L’événement déclencheur de la création de Slow Food fut l’organisation d’une manifestation pour empêcher l’ouverture d’un restaurant McDonald’s sur la fameuse Piazza di Spagna située au cœur de Rome. La motivation première des organisateurs et des participants était à cette époque de contrer la vague de standardisation du goût et la manipulation des consommateurs à travers le monde. Ainsi est né le mouvement Slow Food, qui en plus de représenter l’antithèse du fast-food, dénonce les conséquences négatives associées à ce type de nourriture aux saveurs et textures standardisées qui infantilisent le goût chez les mangeurs et dont les conditions de production, peu respectueuses de l’environnement, entravent les initiatives de solidarité dans le domaine alimentaire local. La philosophie alors véhiculée par les membres de Slow Food cherche à rendre justice au temps et se préoccupe des répercussions globales de la consommation à l’échelle mondiale sur l’environnement et la santé des individus.

Établi à Bra en 1986 dans la province du Piémont, Slow Food est d’abord une organisation gastronomique dédiée à la redécouverte des plaisirs de la table. L’escargot en est le symbole, invitant ses sympathisants à vivre à un rythme plus lent, à retrouver le bonheur de déguster des mets préparés avec soin. En 1989, le manifeste de Slow Food est officiellement endossé à Paris par des délégués provenant de 14 pays.

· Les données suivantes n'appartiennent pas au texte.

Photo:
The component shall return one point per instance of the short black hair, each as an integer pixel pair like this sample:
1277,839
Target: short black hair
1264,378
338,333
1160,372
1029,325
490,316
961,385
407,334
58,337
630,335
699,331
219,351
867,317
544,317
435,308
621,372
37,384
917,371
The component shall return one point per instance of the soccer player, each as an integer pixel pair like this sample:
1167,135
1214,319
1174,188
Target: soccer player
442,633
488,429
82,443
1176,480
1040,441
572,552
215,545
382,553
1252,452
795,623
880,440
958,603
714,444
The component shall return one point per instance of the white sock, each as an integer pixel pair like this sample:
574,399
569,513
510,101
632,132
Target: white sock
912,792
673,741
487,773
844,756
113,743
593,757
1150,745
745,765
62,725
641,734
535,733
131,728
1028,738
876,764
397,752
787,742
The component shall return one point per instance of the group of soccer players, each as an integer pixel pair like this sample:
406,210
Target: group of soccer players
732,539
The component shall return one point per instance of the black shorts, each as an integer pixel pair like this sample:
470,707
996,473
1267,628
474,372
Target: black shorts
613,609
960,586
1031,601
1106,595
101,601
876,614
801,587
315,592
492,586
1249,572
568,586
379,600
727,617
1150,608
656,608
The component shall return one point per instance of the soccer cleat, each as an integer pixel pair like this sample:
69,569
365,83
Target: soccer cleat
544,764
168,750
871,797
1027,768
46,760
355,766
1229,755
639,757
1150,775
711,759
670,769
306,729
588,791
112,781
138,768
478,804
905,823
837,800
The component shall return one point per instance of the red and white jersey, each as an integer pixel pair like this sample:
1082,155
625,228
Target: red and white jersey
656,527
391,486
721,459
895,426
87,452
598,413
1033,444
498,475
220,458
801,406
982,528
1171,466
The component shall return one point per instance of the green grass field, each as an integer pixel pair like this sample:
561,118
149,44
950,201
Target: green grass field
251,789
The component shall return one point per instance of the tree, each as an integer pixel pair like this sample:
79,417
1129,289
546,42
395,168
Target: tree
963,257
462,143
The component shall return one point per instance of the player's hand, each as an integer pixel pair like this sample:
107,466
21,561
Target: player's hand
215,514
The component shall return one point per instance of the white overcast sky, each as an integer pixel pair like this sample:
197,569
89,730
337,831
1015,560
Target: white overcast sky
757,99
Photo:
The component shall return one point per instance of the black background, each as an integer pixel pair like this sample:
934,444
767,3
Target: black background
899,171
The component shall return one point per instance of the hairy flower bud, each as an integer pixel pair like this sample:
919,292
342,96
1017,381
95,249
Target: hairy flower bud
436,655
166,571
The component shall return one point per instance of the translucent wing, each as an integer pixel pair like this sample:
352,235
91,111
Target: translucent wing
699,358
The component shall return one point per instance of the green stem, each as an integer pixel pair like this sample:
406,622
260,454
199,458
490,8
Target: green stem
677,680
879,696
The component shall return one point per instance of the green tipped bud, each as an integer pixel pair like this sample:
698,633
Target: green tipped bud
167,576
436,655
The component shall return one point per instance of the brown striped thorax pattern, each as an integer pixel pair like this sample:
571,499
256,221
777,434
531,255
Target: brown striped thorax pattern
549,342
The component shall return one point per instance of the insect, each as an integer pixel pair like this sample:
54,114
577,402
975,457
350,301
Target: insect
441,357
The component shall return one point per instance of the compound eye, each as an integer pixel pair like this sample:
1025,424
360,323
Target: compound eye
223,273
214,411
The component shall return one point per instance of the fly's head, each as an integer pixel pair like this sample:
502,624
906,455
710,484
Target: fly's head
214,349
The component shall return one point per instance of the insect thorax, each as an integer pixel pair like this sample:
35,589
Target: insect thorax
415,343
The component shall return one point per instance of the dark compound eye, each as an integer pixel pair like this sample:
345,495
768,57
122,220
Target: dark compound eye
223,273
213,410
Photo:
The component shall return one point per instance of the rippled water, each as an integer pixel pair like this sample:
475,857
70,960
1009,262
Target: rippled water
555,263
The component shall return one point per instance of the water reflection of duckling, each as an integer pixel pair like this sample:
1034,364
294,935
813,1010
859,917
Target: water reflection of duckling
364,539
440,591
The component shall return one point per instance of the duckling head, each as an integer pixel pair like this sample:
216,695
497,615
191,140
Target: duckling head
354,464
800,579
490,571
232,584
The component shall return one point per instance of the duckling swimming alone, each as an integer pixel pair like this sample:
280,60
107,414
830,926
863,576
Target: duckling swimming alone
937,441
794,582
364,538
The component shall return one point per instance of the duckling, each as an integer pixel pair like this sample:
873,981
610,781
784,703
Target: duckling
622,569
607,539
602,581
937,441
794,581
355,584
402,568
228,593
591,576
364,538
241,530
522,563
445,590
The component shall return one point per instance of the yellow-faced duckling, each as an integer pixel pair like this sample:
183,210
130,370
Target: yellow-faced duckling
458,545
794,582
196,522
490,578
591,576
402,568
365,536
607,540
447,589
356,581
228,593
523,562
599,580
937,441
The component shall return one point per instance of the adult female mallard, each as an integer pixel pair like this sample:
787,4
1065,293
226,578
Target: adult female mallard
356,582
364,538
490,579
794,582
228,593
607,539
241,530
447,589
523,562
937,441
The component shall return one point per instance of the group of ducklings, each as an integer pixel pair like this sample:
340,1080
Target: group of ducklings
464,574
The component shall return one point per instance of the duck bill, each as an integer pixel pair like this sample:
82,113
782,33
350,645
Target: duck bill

Au cours des années 1990, la philosophie Slow Food se précise et développe son approche «éco-gastronomique». Celle-ci favorise les aspects politiques, culturels, environnementaux et écologiques de la production et de la consommation alimentaires. Slow Food se démarque ainsi des autres associations et clubs gastronomiques de l’époque, notamment par sa façon originale de combiner plaisir avec sens des responsabilités à l’égard de l’environnement et de la production agricole.

Le mouvement est structuré en convivum (pour convivialité) regroupant des individus soucieux de préserver la diversité animale et végétale de leur région. Ces personnes sont également chargées d’organiser des activités encourageant le développement des connaissances concernant la culture alimentaire d’appartenance comme des ateliers de dégustation de produits typiques. Ainsi, Slow Food Allemagne (1990), Suisse (1993), Grèce, Slovénie, Australie, Îles Cayman, États-Unis (1996), Mexique et Japon sont déjà constitués en 1998. En décembre 2002, 900 conviviums sont actifs dans le monde, dont 350 en Italie seulement. On compte aujourd’hui des membres de Slow Food dans plus de 83 pays.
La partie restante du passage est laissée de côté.